27 F.3d 188, 24 U.C.C. Rep. Serv. 2d (West) 843, 1994 U.S. App. LEXIS 608, 1994 WL 261741
CourtCourt of Appeals for the Sixth Circuit
DecidedJanuary 12, 1994
Docket92-2402, 92-2403
StatusPublished
Cited by90 cases

This text of 27 F.3d 188 (24 Ucc rep.serv.2d 843, prod.liab.rep. (Cch) P 13,914 Bailey Farms, Inc., a Michigan Corporation, Cross-Appellee v. Nor-Am Chemical Company) is published on Counsel Stack Legal Research, covering Court of Appeals for the Sixth Circuit primary law. Counsel Stack provides free access to over 12 million legal documents including statutes, case law, regulations, and constitutions.

Bluebook
24 Ucc rep.serv.2d 843, prod.liab.rep. (Cch) P 13,914 Bailey Farms, Inc., a Michigan Corporation, Cross-Appellee v. Nor-Am Chemical Company, 27 F.3d 188, 24 U.C.C. Rep. Serv. 2d (West) 843, 1994 U.S. App. LEXIS 608, 1994 WL 261741 (6th Cir. 1994).

Opinion

SUHRHEINRICH, Circuit Judge.

In this diversity action, plaintiff Bailey Farms, Inc., appeals the district court’s dismissal of its negligence and breach of warranty claims against defendant NOR-AM Chemical Company. Defendant NOR-AM cross-appeals the district court’s rulings that plaintiffs negligence claim was not preempted by the Federal Insecticide, Fungicide and Rodenticide Act, 7 U.S.C.A. §§ 136-136y (1980 & Supp.1993) (“FIFRA”); and that plaintiff presented adequate proof to withstand summary judgment on the issue of causation.

For the reasons that follow, we AFFIRM.

I.

Plaintiff is a Michigan commercial farming corporation.

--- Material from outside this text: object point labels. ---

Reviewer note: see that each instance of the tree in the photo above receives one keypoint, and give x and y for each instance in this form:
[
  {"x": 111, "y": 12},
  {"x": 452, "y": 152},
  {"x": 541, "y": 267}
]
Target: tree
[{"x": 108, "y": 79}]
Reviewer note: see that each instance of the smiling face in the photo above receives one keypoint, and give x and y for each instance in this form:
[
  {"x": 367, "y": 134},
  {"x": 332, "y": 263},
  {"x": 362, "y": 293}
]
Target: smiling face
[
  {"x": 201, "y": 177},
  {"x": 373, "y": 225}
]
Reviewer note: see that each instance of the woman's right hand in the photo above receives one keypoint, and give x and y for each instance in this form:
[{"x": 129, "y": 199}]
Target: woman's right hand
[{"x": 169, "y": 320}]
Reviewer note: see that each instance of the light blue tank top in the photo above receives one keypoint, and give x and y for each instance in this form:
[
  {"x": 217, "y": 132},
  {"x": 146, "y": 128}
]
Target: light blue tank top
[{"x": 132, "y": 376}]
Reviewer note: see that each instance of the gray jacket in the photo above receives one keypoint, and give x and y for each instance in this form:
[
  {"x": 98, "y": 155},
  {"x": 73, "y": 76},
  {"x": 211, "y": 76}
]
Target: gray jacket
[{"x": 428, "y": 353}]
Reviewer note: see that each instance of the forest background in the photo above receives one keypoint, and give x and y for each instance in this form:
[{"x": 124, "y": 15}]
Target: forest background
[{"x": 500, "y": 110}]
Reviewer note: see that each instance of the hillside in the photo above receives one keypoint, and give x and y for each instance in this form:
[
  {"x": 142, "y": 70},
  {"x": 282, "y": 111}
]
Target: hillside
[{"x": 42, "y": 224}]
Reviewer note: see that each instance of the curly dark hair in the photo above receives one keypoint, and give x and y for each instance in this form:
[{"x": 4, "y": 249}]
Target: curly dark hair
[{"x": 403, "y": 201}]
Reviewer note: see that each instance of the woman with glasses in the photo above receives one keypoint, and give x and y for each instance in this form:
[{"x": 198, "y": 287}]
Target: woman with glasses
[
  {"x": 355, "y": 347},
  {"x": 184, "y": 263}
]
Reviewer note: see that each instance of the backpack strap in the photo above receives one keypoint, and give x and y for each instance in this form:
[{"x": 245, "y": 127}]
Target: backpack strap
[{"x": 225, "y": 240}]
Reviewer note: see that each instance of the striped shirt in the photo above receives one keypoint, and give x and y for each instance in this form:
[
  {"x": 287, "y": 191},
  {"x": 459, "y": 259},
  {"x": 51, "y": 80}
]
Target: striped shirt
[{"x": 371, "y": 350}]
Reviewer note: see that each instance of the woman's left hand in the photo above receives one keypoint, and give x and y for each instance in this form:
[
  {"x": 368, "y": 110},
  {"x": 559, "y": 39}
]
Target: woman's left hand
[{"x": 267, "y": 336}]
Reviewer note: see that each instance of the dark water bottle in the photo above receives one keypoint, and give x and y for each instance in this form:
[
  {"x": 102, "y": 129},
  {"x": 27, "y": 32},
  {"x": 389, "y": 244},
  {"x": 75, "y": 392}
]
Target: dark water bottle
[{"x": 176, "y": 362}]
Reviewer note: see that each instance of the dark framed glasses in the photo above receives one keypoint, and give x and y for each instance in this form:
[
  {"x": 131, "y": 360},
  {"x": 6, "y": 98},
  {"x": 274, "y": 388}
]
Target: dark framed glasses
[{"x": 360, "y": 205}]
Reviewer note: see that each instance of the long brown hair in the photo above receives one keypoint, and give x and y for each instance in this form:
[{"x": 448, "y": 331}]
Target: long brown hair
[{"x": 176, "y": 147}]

Its sole shareholder and president is Howard Bailey. Defendant is a Delaware corporation. In 1989, plaintiff attempted for the first time to grow seedless watermelons in Michigan. Plaintiff purchased from defendant a soil fumigant, Vorlex, used for weed control. Plaintiff alleges that defendant, through its sales representative, misinformed him as to the proper use of the chemical, and that this improper use destroyed the 1989 crop.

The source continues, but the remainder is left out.